To ascertain the presence of a long-term relationship among the variables, the study relies on the Autoregressive Distributed Lag (ARDL) bounds test proposed by Pesaran et al. (2001) . This approach enjoys several advantages over the conventional type of cointegration methods. It can be applied to data set which is a mixture of I(0) and I(1) variables provided the dependent variable is I(1) and the explanatory variables are I(0) or I(1) series. Moreover, it allows the variables in the model to have different lags. Technically, the ARDL approach is based on the estimation of the following error correction model:

$\begin{array}{c}\Delta E{f}_t={\varphi }_0+{\varphi }_{1}E{f}_{t-1}+{\varphi }_{2}Gd{p}_{t-1}+{\varphi }_{3}Ur{b}_{t-1}+{\varphi }_{4}Po{p}_{t-1}+{\displaystyle \underset{i=1}{\overset{p1}{\sum }}{\theta }_{1i}}\Delta E{f}_{t-i}\\ +{\displaystyle \underset{i=0}{\overset{p2}{\sum }}{\theta }_{2i}}\Delta Gd{p}_{t-i}+{\displaystyle \underset{i=0}{\overset{p3}{\sum }}{\theta }_{3i}}\Delta Ur{b}_{t-i}+{\displaystyle \underset{i=0}{\overset{p4}{\sum }}{\theta }_{4i}}\Delta Po{p}_{t-i}+e_t\end{array}$ (3)

where Δ is the difference operator defined as $\Delta Z_t=Z_t-Z_{t-1}$ .

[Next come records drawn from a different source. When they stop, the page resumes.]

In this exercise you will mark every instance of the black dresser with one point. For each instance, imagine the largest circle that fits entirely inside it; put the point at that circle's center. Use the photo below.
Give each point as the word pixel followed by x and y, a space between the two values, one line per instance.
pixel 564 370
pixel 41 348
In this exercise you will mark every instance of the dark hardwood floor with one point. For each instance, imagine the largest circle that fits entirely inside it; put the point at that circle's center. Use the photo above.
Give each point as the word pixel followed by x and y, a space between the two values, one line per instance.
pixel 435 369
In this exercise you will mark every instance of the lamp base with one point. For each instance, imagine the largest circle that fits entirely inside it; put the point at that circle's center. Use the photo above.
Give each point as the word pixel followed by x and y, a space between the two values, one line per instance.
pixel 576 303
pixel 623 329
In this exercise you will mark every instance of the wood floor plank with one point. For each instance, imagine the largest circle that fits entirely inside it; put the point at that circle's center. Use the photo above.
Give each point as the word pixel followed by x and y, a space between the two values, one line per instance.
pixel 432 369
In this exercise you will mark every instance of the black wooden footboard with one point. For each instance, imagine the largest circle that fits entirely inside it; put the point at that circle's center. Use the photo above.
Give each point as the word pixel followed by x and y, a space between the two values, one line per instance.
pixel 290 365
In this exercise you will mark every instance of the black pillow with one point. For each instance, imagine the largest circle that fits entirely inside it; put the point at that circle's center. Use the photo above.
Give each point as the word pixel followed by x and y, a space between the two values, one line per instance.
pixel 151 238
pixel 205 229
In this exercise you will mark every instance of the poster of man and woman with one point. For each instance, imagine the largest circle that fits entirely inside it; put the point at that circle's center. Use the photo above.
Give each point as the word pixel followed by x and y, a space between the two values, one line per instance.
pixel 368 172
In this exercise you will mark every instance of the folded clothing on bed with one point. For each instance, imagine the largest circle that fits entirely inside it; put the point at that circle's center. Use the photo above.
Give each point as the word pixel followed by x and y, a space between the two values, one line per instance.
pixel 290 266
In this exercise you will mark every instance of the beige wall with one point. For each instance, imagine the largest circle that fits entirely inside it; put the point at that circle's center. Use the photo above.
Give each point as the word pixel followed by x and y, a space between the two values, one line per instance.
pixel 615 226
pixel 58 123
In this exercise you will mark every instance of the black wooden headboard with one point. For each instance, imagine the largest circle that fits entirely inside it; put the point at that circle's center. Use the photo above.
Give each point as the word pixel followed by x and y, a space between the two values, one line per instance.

The appropriate lag structure (p1, p2, p3, p4) was selected using the AIC criterion. The first part of the equation with the coefficients ϕ₁ - ϕ₄ represents the long-run relationship of the model whereas the parameters θ_1i - θ_4i represent the short-run dynamics. The null hypothesis of no long-run relationship is H₀: ${\varphi }_1={\varphi }_2={\varphi }_3={\varphi }_4=0$ . This hypothesis is tested through an F-test. Under the null hypothesis, however, the distribution of the F-statistic is non-standard. Pesaran et al. (2001) have provided critical values that account for integrating properties of the variables. The lower bound value assumes that all explanatory variables are I(0), while the upper bound value assumes that they are I(1). Once the null of no cointegration is rejected, the estimated long-run coefficients are obtained as the negative value of the coefficients for the lagged explanatory variables divided by the coefficient for the lagged dependent variable (Ef_t−1).

3.3. Data Description

The research employs annual time series data covering the period from 1970 to 2021. We use ecological footprint as a proxy for environmental degradation following many previous studies (e.g. Dogan et al., 2019 ; Erdogan et al., 2021 ; Alvarado et al., 2022 ; Aladejare, 2023 ; Opuala et al., 2023 ). The explanatory variable of the study include real GDP per capita, urbanization and population. Real GDP and population are included as control variables to avoid misspecification of the empirical model. The description, unit of measurement and sources of the variables are shown in Table 2. For the econometric analysis, the variables were converted into natural logarithm in order to scale down values and provide direct interpretation of estimates in term of elasticity.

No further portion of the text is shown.